- Born: Azam Jahangir Chowdhury 31 October 1954 (age 71) Moulvibazar, Sylhet, East Pakistan (now Bangladesh)
- Education: Dhaka University
- Occupation: Businessman

= Azam J. Chowdhury =

Bangladeshi businessman

Azam J. Chowdhury is a Bangladeshi businessman. He is the managing director of MJL Bangladesh Limited and Chairperson of East Coast Group, The Consolidated Tea & Lands Company Bangladesh Limited, and former chairperson of Prime Bank Limited.

== Early life ==
Chowdhury spent his childhood in Kulaura Upazila. He completed his Secondary School Certificate (SSC) from Navin Chandra High School, Kulaura, and later studied at MC College, Sylhet. He subsequently obtained his bachelor's and master's degrees in English literature from the University of Dhaka.

== Career ==

Chowdhury worked for a businessman in Motijheel where he made connections in the business world and soon launched his own oil trading company.

Chowdhury's business boomed after the government opened the oil industry to private investors. He became the official distributor of Exxon Mobil Corporation in Bangladesh. From 2001 to 2005, Chowdhury worked as the Chairperson of Green Delta Insurance Company Limited. He is a Director of the Central Depository Bangladesh Limited.

In 2003, Chowdhury became the main shareholder of MJL Bangladesh Ltd after Exon disinvested from the company.

Chowdhury was the managing director of Greenways Industries (BD) Limited, which was awarded land by Rajdhani Unnayan Kartripakkha during Bangladesh Nationalist Party government. It was one of 30 plots that were handed over to politicians and businessmen linked to Bangladesh Nationalist Party.

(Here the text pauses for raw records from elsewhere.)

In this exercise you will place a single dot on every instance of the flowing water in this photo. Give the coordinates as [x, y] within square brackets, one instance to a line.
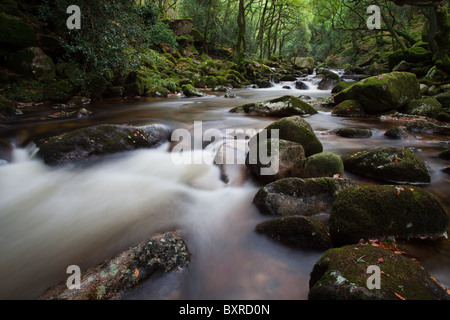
[51, 218]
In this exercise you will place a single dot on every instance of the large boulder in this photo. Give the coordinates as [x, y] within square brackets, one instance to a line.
[33, 62]
[284, 106]
[110, 280]
[383, 211]
[297, 232]
[343, 274]
[16, 32]
[295, 196]
[426, 107]
[93, 142]
[383, 92]
[277, 163]
[298, 130]
[390, 164]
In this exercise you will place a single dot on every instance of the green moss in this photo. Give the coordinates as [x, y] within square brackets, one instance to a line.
[16, 32]
[383, 211]
[388, 164]
[341, 274]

On 13 June 2007, Chowdhury filed an extortion case against Sheikh Selim and former Prime Minister Sheikh Hasina with Gulshan Police Station. After investigation police included the name of Sheikh Rehana. An arrest warrant was issued against Sheikh Rehana who was then in the United States. Chowdhury was missing for three days before he filed the case. On 25 January 2008, he contradicted his initial statement to the police and claimed that his case was only against Sheikh Selim. In September 2008, Sheikh Hasina and Sheikh Selim secured bail in the case from Bangladesh High Court. On 15 December 2008, he announced his intention to withdraw the case and called the case a misunderstanding. In May 2009, the case was officially withdrawn.

On 8 June 2009, Chowdhury was re-elected chairperson of Prime Bank Limited.

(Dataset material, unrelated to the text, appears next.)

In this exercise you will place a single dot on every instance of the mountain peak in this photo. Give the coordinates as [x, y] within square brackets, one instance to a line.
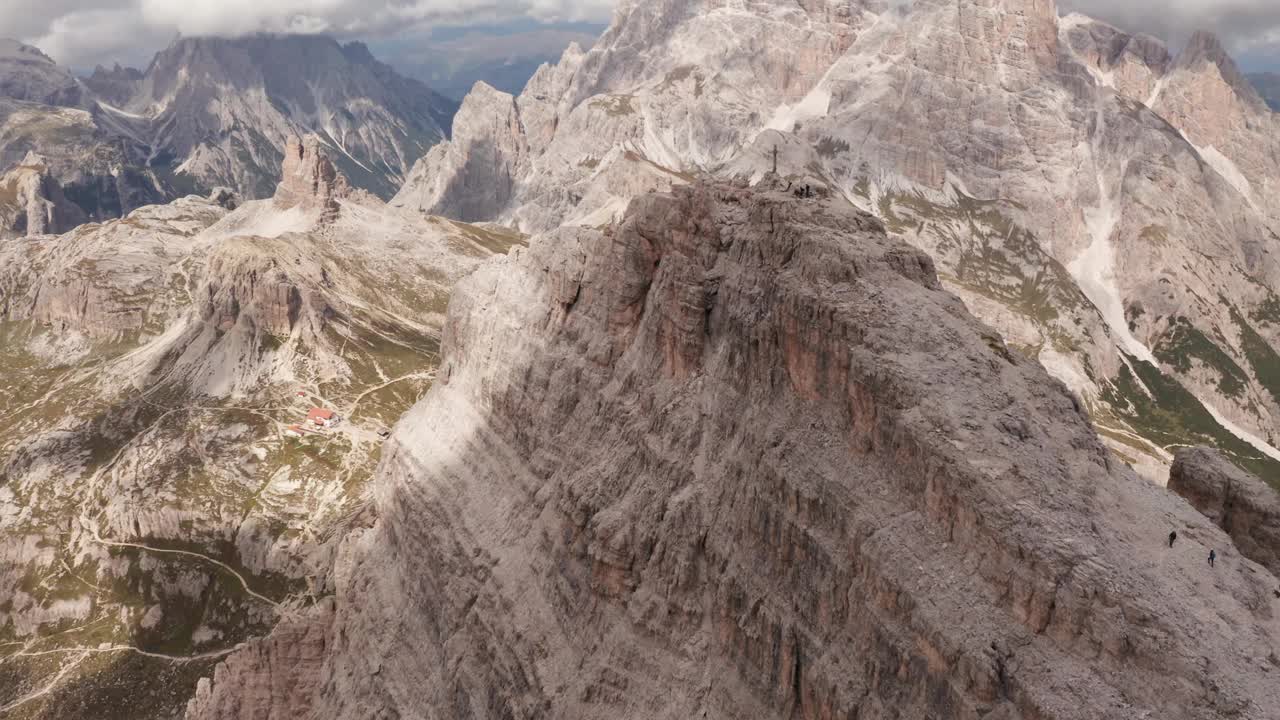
[309, 178]
[1206, 49]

In 2010, Chowdhury announced his intention to buy a crude oil tanker.

In 2013, Chowdhury's company, MJL Bangladesh Ltd, formed a joint venture company in Myanmar with Aung Kyun Thar (AKT) Co. He is the chairperson of Consolidated Tea and Lands Company Bangladesh. He bought Artisan Ceramics from Mahmudur Rahman through Consolidated Tea and Lands Company Bangladesh, makers of Finlay tea, for one billion taka.

Chowdhury sits on the Advisory Council of Government of the People's Republic of Bangladesh on Power, Energy and Mineral Resources. He was re-elected chairperson of Prime Bank Limited in 2018.

In 2019, Chowdhury was awarded the businessperson of the year jointly by DHL and The Daily Star. On 19 December 2019, he was re-elected as the president of Bangladesh Association of Publicly Listed Companies. He is a director of Omera Petroleum.

Chowdhury served as the Chairperson of Prime Bank till June 2020. He was succeeded by his son, Tanjil Chowdhury. He donated one thousand Personal Protective Equipment to Bangladesh Jail. In December 2020, he was elected vice-president of the LPG Operators Association of Bangladesh.